HC | SMC | EMCI | LMCI | AD | |
---|---|---|---|---|---|
Number | 34 | 26 | 59 | 23 | 36 |
Gender(M/F) | 19/15 | 18/8 | 34/25 | 16/7 | 22/14 |
Age(Mean±std) | 72.97±5.94 | 73.5±5.22 | 72.9±7.59 | 71.39±8.1 | 75.06±8.94 |
Reliability Test
Among all brain connectivity measures, including FA, LOF and FD, about one third of the measures show inconsistency across three runs with ICC smaller than 0.9. More specifically, 26886 out of 38503 FA measures (69.83%) passed the reliability test with ICC greater than 0.9 [26]. For LOF and FD measures, there are 25644 (66.6%) and 29791 (77.37%) passing the same threshold. Shown in Figure. 1 is the ICC distribution for FA, LOF and FD respectively. In this paper, we only included those measures with excellent reliability (ICC ≥ 0.9) for further analysis.
Genetic effect of AD risk genes on connectivity measures
We identified several significant association between 34 AD risk loci and three types of connectivity measures with excellent reliability (Table. 3).
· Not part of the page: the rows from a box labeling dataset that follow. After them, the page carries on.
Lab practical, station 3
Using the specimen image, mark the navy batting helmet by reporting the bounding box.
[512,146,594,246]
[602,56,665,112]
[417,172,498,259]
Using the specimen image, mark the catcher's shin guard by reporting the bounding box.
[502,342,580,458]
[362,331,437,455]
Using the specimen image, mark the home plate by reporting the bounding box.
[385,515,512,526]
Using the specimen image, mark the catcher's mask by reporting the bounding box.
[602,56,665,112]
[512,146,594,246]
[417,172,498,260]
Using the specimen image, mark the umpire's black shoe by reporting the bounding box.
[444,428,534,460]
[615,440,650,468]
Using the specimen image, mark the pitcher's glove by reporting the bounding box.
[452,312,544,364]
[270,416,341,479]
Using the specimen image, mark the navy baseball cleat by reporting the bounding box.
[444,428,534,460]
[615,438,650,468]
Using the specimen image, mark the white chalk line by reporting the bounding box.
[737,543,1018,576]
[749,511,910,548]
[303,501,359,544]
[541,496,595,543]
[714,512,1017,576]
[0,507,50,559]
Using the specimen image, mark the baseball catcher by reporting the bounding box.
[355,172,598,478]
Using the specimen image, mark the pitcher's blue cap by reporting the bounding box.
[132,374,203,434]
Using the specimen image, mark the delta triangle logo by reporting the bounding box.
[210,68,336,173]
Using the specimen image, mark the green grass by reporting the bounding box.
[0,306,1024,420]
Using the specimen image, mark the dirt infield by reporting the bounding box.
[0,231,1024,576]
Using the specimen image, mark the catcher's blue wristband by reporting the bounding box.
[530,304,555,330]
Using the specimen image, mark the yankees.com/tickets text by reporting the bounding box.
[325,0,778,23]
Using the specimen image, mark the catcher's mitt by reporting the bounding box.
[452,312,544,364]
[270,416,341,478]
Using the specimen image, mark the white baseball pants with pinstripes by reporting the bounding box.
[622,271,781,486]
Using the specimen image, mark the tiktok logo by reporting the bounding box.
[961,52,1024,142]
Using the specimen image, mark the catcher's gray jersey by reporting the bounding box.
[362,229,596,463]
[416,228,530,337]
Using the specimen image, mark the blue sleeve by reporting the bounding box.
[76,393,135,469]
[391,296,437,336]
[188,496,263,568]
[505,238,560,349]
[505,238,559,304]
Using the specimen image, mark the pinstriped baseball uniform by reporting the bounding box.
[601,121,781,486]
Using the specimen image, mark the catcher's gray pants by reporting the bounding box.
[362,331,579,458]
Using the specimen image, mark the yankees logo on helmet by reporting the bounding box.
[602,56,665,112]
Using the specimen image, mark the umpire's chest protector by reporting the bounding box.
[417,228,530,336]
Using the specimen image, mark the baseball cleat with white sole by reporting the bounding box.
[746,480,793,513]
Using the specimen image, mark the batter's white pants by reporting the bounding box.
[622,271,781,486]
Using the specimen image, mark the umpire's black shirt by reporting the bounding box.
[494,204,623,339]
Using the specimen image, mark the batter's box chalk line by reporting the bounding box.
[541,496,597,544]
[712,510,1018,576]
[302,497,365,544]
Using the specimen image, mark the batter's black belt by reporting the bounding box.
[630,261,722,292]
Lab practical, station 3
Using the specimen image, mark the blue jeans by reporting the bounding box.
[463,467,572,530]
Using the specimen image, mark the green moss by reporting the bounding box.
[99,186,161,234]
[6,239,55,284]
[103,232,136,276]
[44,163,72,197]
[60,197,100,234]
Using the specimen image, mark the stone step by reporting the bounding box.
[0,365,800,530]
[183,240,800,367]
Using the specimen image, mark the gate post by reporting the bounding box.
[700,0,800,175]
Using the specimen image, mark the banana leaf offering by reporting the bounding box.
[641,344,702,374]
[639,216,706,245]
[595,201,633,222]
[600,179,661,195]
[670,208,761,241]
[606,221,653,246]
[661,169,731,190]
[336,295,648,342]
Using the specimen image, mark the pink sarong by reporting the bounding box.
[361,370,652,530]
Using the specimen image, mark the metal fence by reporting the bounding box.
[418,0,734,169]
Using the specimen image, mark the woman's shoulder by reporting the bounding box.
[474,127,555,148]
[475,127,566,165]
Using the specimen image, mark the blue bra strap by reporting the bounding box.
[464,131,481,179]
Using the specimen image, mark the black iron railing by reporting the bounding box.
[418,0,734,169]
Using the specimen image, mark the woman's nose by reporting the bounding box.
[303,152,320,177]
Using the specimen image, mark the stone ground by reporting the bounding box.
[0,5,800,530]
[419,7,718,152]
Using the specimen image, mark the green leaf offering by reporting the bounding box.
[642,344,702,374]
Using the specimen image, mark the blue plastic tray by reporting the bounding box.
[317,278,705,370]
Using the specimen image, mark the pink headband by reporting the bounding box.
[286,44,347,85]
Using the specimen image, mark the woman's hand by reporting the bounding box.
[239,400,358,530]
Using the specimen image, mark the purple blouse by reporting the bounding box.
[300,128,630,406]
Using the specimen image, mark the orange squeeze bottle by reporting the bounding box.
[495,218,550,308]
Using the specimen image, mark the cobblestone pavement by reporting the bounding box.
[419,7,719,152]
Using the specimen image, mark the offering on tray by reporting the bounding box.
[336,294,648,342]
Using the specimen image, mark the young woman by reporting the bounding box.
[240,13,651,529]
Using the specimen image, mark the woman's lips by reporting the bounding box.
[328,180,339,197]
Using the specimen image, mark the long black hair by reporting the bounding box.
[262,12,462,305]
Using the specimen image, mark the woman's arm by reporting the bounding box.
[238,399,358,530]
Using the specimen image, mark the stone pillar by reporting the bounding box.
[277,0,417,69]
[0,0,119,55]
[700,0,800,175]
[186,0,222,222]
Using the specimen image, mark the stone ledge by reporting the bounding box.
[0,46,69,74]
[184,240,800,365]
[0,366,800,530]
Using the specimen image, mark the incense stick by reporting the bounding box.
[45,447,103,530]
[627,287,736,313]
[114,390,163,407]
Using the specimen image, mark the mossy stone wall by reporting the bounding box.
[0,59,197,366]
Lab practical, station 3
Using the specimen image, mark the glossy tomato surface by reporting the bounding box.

For better interpretation of results, we mapped 278 brain ROIs to Yeo parcellation with seven groups (3rd and 4th columns in Table. 3), including Visual (VIS), Somato-Motor (SM), Dorsal Attention (DA), Ventral Attention (VA), Limbic system (L), Fronto-Parietal (FP), and Default Mode Network (DMN). Shown in Figure. 2(a) is the brain map of Yeo atlas we used in MNI 152 space. We also added subcortical regions (SUBC) and cerebellum (CER) to complement Yeo atlas using the strategy previously described in [27].
Table 3.
Data Type | SNP | ROI1 | ROI2 | Beta | p(uncorrected) | ICC |
---|---|---|---|---|---|---|
Fiber Anisotropy | rs10498633 | DMN | DMN | 0.89 | 1.44E-08 | 1.00 |
rs10498633 | VA | CER | 0.88 | 1.68E-08 | 1.00 | |
rs10498633 | VA | SUBC | 0.88 | 1.73E-08 | 1.00 | |
rs10498633 | CER | FP | 0.76 | 1.52E-06 | 1.00 | |
rs10498633 | CER | SM | 0.75 | 2.08E-06 | 1.00 | |
rs10498633 | CER | SM | 0.75 | 2.72E-06 | 1.00 | |
rs11771145 | CER | SM | 0.58 | 4.08E-06 | 1.00 | |
rs17125944 | VS | VS | 0.48 | 4.35E-06 | 0.92 | |
rs10498633 | DA | SM | 0.72 | 4.89E-06 | 1.00 | |
Length of Fibers | rs10498633 | CER | SM | 0.90 | 8.73E-09 | 1.00 |
rs10498633 | DMN | DMN | 0.90 | 9.06E-09 | 1.00 | |
rs10498633 | VA | CER | 0.88 | 1.68E-08 | 1.00 | |
rs10498633 | VA | SUBC | 0.88 | 1.68E-08 | 1.00 | |
rs10498633 | DA | SM | 0.76 | 1.54E-06 | 1.00 | |
rs10498633 | CER | FP | 0.75 | 2.56E-06 | 1.00 | |
rs7274581 | L | DMN | 0.53 | 4.49E-06 | 1.00 | |
Fiber Density | rs10498633 | VA | CER | 0.88 | 1.76E-08 | 1.00 |
rs10498633 | VA | SUBC | 0.88 | 2.20E-08 | 1.00 | |
rs4147929 | SUBC | CER | 0.68 | 1.04E-06 | 1.00 | |
rs10498633 | SM | SUBC | 0.77 | 1.40E-06 | 0.95 | |
rs10498633 | DMN | DMN | 0.76 | 1.48E-06 | 1.00 | |
rs429358 | SUBC | CER | 0.64 | 2.71E-06 | 1.00 | |
rs10498633 | VA | CER | 0.74 | 3.37E-06 | 1.00 | |
rs10498633 | VA | CER | 0.74 | 3.62E-06 | 1.00 | |
rs10498633 | VA | SUBC | 0.73 | 4.15E-06 | 1.00 | |
rs10498633 | VS | L | 0.73 | 4.56E-06 | 1.00 |
For FA measure, after enforcing the stringent Bonferroni correction based on the total number of FA measures and risk SNPs, the genetic effect of rs10498633 in SLC24A4 achieved brain-wide significance and showed association with the anisotropy of fibers connecting Ventral Attention and Subcortical, Ventral Attention and Cerebellum, and within Default Mode Network respectively. rs10498633 in SLC24A4 is also found to be significantly associated with the length and density of fibers connecting Cerebellum and Somato-Motor, Ventral Attention and Cerebellum, Ventral Attention and Subcortical, and within Default Mode Network etc. After lowering the level of significance to 5e-6 (uncorrected), other SNPs such as rs11771145 and rs10498633 are found to be nominally associated with the fibers connecting Cerebellum and Somato-Motor, Dorsal Attention and Somato-Motor respectively. In addition, rs17125944 in FERMT2 is associated with the internal connectivity anisotropy inside Default Mode Network with a nominal significance. rs429358 in top AD risk gene APOE only shows nominal significance of association with the density of fibers between Subcortical and Cerebellum.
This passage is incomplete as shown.